无重叠条件序列模式挖掘是一种间隙约束序列模式挖掘方法，与同类挖掘方法相比，该方法更容易发现有价值的频繁模式，其核心问题是计算给定模式在序列中的支持度或出现数，进而判定该模式的频繁性.而计算模式支持度问题实质是无重叠条件模式匹配.当前研究采用迭代搜索无重叠出现，然后剪枝无用结点的方式计算模式的支持度，其计算时间复杂度为O （m×m×n×W），其中，m，n和W分别为模式长度、序列长度及最大间隙.为了进一步提高无重叠条件模式匹配计算速度，从而有效地降低无重叠条件序列模式挖掘时间，提出了一种高效的算法，该算法将模式匹配问题转换为一棵网树，然后从网树的最小树根结点出发，采用回溯策略迭代搜索最左孩子方式计算无重叠最小出现，在网树上剪枝该出现后，无需进一步查找并剪枝无效结点即可实现问题的求解.理论证明了该算法的完备性，并将该算法的时间复杂度降低为O （m×n×W）.在此基础上，继续指明该问题还存在另外3种相似的求解策略，分别是从最左叶子出发迭代查找最左双亲方式、从最右树根出发迭代查找最右孩子方式和从最右叶子出发迭代查找最右双亲方式.实验结果验证了该算法的性能，特别是在序列模式挖掘中，应用该方法的挖掘算法可以降低挖掘时间.

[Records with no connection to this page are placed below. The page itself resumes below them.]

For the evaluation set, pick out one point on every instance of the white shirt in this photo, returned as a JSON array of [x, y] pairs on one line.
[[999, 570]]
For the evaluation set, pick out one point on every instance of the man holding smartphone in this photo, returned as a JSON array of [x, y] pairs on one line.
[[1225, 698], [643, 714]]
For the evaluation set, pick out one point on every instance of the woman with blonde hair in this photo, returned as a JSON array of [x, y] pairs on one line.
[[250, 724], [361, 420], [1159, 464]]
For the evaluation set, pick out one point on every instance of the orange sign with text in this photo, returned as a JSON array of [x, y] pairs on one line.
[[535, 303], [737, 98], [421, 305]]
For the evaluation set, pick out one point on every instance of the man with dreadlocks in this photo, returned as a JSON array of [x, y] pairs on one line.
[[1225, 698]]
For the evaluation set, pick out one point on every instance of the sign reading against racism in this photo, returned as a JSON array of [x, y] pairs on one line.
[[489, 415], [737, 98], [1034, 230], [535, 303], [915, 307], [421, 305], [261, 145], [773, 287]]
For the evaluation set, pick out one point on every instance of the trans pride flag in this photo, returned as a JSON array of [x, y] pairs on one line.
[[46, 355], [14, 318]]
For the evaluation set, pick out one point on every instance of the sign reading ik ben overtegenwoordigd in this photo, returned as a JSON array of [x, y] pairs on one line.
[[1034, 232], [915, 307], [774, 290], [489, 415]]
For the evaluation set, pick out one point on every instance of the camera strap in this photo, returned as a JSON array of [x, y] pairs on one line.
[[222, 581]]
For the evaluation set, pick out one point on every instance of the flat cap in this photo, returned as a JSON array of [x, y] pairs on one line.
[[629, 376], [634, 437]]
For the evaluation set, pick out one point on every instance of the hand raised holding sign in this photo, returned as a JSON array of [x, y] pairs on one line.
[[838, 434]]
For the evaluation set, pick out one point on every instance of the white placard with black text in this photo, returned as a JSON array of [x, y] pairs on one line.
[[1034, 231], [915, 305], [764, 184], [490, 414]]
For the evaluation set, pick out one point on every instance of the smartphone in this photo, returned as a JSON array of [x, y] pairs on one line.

Efficient Algorithm for Solving Strict Pattern Matching Under Nonoverlapping Condition

Nonoverlapping conditional sequence pattern mining is a method of gap constrained sequence pattern mining. Compared with similar mining methods, this method is easier to find valuable frequent patterns. The core of the problem is to calculate the support (or the number of occurrences) of a pattern in the sequence, and then determine whether the pattern is frequent. The essence of calculating the support is the pattern matching under nonoverlapping condition. The current studies employ the iterative search to find a nonoverlapping occurrence, and then prune the useless nodes to calculate the support of the pattern. The computational time complexity of these algorithms is O(m×m×n×W), where m, n, and W are the pattern length, sequence length, and maximum gap, respectively. In order to improve the calculation speed of pattern matching under nonoverlapping condition, and effectively reduce sequence pattern mining time, this study proposes an efficient and effective algorithm, which converts the pattern matching problem into a NetTree, then starts from the minroot node of the NetTree, and adopts the backtracking strategy to iteratively search the leftmost child to calculate the nonoverlapping minimum occurrence. After pruning the occurrence on the NetTree, the problem can be solved without further searching and pruning invalid nodes. This study proves the completeness of the algorithm and reduces the time complexity to O(m×n×W). On this basis, the study continues to indicate that there are other three similar solving strategies for this problem, iteratively finds the leftmost parent path from the leftmost leaf, the rightmost child path from the rightmost root, and the rightmost parent path from the rightmost leaf. Extensively experimental results verify the efficiency of the proposed algorithm in this study, especially, the mining algorithm adopting this method can reduce the mining time.